Pakistan’s marginalized salaried class was pushed to the edge after, in a highly unjustifiable decision, the government and the IMF increased its tax burden to an unbearable level of 39%, forcing many people to think about their plans for the future. As a result, in July through November, the salaried class’s tax payments phenomenally jumped by 57% to Rs198 billion.

The economic decision-making remained fragmented between the dwellers of the Q Block -the seat of the Finance Ministry, Prime Minister’s Office and the Deputy Prime Minister Office.

The government appointed Muhammad Aurangzeb as the country’s new Finance Minister who secured Pakistani nationality after taking oath of office. But the banker turned politician lost significant control to Deputy Prime Minister Mohammad Ishaq Dar who gradually sneaked into the economic decision-making. Ishaq Dar is now taking decisions from gas imports to development budget approvals and taxation matters.

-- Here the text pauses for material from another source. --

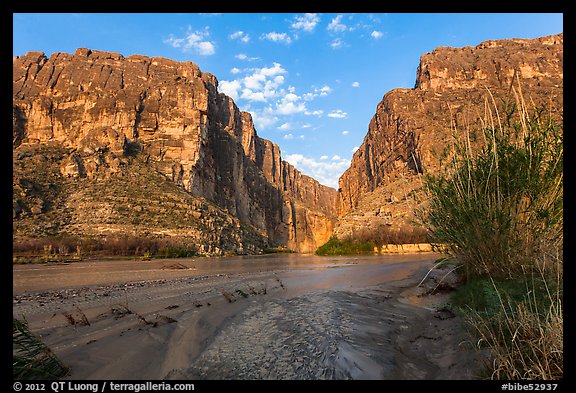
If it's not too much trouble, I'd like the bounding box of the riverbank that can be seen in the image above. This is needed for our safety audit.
[13,254,484,380]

Like the previous years, 2024 was not different in terms of economic challenges. The security and political problems compounded manifold, which made it difficult to bring in any foreign investment coupled with inconsistent economic policies. The Special Investment Facilitation Council too failed to bring any foreign direct investment in 2024 -its second year of existence.

After prolonged parlays spanning over months, the board of the IMF approved a $7 billion Extended Fund Facility -the nation’s 25th bailout package. The bailout did provide an umbrella to temporarily avoid default by seeking rollovers of about $17 billion or 70% of Pakistan’s external debt related obligations.

Both the IMF and the federal government took a shorter path of deferring the liabilities instead of taking the tough but sustainable route of debt restructuring. As a result, the default threat would keep looming and Pakistan will be compelled to stay in the IMF programme for a longer period to avert the eventuality.

The government could not effectively negotiate with the IMF and signed on the conditions, many of which cannot be implemented without setbacks. Soon after the approval of the programme, the IMF had to send an emergency mission to Pakistan to review the implementation status.